Upon entering Weatherfield, Frankie appears stuck-up and prissy, eager for Danny to sell the house they share in London so they can move into somewhere more suitable. Frankie explodes when she discovers Danny has slept with Sunita Parekh (Shobna Gulati), and declares war on her. This perhaps, is what draws her to Sunita's nemesis Maya Sharma (Sasha Behar). However, after learning of Maya's true nature, she apologises to Sunita and forgives her.

After a while, Frankie begins to settle into the street more, especially after striking up a bond with Vera Duckworth (Liz Dawn). When Vera is ill, Frankie takes care of her by doing her chores for her, filling in her job for her and advising her husband, Jack (Bill Tarmey), to be more sensitive and attentive, to Vera's needs. This leads to Frankie securing a permanent position at the café, where she works with her enemy Leanne.

Frankie sees Leanne as unworthy of Jamie and becomes suspicious that she is cheating on him. Frankie discovers Leanne's affair with her husband Danny when Leanne loses her phone. Leanne and Danny arrange to meet at a hotel, but Leanne cancels at the last minute. Annoyed, Danny rings her phone and says all the things he wants to do to Leanne, not aware that Frankie is on the other end of the line. Frankie chucks Danny out, and moves in with Jamie and his mother Carol (Lynne Pearson). However, after Carol accuses Frankie and Jamie of sleeping with each other, Frankie kicks Carol out, and Carol leaves the street for good.

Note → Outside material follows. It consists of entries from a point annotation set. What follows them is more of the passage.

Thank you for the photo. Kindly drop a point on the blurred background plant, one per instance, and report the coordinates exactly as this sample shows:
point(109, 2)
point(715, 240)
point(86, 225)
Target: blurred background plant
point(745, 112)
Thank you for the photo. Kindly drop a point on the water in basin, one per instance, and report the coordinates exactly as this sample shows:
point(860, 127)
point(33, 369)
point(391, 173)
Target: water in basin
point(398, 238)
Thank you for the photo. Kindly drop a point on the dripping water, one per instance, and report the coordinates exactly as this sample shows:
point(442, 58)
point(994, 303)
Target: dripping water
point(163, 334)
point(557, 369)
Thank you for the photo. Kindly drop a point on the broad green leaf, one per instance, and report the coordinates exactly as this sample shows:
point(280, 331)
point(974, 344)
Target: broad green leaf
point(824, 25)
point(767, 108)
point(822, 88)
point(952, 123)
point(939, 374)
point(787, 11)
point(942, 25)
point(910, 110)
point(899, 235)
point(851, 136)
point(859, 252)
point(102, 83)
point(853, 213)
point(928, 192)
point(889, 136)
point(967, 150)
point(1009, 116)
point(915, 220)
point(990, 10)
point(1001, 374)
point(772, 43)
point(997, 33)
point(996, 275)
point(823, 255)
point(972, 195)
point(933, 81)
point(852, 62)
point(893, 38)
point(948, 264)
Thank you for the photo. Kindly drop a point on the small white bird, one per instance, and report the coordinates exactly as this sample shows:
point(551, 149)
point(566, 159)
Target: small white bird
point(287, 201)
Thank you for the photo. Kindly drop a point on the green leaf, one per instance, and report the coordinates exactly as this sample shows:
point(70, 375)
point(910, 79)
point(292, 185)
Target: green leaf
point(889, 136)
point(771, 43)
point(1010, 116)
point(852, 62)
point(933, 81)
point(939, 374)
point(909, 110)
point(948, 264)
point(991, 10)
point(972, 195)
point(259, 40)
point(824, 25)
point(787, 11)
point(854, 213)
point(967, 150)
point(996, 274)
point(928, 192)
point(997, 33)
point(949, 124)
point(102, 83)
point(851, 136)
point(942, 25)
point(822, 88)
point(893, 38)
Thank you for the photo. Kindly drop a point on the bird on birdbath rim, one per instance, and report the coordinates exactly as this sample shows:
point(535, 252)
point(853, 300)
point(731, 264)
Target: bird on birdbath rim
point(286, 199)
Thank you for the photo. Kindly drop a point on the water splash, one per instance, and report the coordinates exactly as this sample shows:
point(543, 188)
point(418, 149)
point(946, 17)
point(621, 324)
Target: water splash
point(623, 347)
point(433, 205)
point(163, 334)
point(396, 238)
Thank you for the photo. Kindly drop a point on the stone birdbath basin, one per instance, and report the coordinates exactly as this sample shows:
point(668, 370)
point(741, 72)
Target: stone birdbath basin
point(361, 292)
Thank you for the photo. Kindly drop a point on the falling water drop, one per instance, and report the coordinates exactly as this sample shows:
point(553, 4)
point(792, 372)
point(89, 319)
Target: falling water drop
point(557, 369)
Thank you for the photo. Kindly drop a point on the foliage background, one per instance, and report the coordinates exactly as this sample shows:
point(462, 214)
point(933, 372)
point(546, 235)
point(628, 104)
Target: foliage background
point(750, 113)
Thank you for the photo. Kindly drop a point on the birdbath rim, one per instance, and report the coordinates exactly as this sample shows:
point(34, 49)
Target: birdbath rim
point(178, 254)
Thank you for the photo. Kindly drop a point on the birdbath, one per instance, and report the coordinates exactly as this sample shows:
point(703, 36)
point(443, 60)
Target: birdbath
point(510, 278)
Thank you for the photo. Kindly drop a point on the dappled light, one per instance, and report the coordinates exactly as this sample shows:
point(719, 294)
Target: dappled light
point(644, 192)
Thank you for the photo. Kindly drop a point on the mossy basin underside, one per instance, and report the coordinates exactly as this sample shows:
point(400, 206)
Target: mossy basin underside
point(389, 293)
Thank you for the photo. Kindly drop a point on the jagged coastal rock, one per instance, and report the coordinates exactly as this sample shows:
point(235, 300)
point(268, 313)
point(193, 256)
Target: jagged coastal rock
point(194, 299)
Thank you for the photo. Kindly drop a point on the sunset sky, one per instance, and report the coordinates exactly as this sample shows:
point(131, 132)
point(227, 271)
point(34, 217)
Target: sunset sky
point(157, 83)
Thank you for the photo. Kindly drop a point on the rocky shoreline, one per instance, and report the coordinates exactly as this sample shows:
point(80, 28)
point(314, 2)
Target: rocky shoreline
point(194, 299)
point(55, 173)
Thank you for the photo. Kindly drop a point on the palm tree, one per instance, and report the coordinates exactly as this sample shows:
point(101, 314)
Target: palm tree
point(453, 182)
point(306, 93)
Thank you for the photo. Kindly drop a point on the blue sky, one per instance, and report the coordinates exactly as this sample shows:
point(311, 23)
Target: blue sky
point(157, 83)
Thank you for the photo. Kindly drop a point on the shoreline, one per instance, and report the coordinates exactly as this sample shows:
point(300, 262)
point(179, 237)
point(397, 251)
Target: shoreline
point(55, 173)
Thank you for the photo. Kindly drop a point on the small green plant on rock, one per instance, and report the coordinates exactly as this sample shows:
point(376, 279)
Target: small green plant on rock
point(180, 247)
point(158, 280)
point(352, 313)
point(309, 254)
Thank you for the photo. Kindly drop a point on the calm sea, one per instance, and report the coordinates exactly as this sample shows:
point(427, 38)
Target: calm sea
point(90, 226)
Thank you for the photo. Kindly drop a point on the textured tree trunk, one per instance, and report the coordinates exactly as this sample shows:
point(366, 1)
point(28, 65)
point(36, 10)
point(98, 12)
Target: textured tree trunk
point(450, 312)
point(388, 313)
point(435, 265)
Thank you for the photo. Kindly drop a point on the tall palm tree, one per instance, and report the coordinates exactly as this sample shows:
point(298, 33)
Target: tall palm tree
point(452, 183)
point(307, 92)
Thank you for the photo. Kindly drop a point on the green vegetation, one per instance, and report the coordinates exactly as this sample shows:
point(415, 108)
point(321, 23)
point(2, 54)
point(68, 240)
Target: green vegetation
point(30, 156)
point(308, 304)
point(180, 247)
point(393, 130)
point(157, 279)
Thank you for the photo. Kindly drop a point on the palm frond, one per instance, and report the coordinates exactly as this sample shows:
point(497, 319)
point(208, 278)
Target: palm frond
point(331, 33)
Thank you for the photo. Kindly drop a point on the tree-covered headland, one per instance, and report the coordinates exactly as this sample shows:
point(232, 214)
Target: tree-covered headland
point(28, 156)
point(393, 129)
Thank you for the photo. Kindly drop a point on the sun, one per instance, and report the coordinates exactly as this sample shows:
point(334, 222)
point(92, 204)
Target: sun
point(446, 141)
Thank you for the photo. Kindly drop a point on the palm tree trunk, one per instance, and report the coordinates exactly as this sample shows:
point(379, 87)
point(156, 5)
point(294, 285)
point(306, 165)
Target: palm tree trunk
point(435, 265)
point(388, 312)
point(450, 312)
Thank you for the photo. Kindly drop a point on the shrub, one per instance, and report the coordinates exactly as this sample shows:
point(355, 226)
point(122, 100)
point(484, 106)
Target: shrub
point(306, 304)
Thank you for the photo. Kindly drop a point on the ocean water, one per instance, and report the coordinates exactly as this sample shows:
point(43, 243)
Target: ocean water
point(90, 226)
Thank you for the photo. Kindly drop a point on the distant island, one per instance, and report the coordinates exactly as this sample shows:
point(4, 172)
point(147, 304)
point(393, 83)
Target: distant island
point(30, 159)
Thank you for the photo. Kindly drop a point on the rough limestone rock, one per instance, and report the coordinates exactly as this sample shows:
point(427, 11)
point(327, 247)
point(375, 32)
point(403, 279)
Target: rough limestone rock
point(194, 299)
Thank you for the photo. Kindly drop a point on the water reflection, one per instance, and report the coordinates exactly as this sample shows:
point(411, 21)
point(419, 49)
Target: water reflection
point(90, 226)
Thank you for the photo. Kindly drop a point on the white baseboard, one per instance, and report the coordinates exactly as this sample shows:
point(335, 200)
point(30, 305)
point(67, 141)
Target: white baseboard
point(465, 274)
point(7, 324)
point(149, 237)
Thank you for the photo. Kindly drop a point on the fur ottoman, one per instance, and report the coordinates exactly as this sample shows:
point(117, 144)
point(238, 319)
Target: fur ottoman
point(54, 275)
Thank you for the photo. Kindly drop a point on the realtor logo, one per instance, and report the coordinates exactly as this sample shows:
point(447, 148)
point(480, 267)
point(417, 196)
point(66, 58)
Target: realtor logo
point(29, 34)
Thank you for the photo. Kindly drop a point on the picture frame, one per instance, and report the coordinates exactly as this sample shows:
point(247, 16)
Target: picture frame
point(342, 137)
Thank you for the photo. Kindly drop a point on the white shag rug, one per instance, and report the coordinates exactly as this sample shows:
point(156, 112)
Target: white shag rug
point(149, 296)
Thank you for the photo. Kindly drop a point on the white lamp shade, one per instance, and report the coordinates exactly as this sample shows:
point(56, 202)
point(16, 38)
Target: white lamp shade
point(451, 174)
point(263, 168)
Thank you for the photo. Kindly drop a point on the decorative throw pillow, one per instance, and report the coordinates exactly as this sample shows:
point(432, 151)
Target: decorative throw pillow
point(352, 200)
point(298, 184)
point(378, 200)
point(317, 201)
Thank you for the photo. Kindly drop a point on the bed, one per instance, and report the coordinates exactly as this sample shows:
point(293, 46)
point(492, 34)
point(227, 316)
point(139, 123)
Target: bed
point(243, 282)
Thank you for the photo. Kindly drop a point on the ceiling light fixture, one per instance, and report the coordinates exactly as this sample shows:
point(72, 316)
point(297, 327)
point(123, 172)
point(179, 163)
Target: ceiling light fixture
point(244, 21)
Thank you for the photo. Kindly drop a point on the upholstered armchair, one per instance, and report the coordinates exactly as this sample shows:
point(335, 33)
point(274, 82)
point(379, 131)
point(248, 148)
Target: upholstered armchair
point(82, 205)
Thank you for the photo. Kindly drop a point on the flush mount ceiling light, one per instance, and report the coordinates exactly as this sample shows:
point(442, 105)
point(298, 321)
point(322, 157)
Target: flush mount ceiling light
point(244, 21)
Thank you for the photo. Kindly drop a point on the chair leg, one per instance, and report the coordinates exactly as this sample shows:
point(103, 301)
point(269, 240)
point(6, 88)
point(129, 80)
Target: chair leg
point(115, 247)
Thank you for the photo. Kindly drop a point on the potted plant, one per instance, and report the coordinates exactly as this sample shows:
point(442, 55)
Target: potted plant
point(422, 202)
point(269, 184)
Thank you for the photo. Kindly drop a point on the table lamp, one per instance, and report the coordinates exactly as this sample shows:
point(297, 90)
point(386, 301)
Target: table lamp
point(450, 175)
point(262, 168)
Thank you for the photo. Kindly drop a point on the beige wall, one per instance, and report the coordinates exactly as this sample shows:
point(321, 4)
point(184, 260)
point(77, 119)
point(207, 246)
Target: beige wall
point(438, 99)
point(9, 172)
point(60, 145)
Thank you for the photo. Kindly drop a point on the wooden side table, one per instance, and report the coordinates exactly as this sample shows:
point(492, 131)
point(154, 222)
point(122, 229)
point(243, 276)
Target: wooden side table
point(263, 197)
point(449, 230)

Danny, regretting losing her and scared at the thought of spending the rest of his life with Leanne, begs Frankie to take him back. Frankie remains strong and the divorce goes ahead, with Frankie moving boyfriend Nathan in just days before. She celebrates her divorce by jetting off alone for a holiday in her newly acquired villa in Spain, and visiting her son Warren.

In October 2006, Frankie's former stepson Jamie declares his love for her at Fred Elliott's (John Savident) funeral and they kiss, but the revelation shocks her and drives her back into the arms of her ex-husband, Danny. However, she cannot resist Jamie's advances and they move forward with their relationship, much to the disgust of the other residents of the street. The news also leads to Danny's disappearance.

Frankie and Jamie decide to head to Spain to start afresh, but at the last minute on New Year's Eve 2006, Frankie gets cold feet. She ends it with a devastated Jamie, and leaves him to stay with a friend in Essex. As she departs in a taxi, Jamie is consoled by his friend Sean Tully (Antony Cotton). At midnight, Jamie receives a call from Danny, telling him he has sold the flat and he is "sorry" to hear about his breakup with Frankie.

In 2009, Roy (David Neilson) and Hayley Cropper (Julie Hesmondhalgh) are invited to Frankie's wedding to a footballer in Coronation Street: Romanian Holiday, but they arrive a week late. Frankie lets them stay in her villa while she is honeymooning.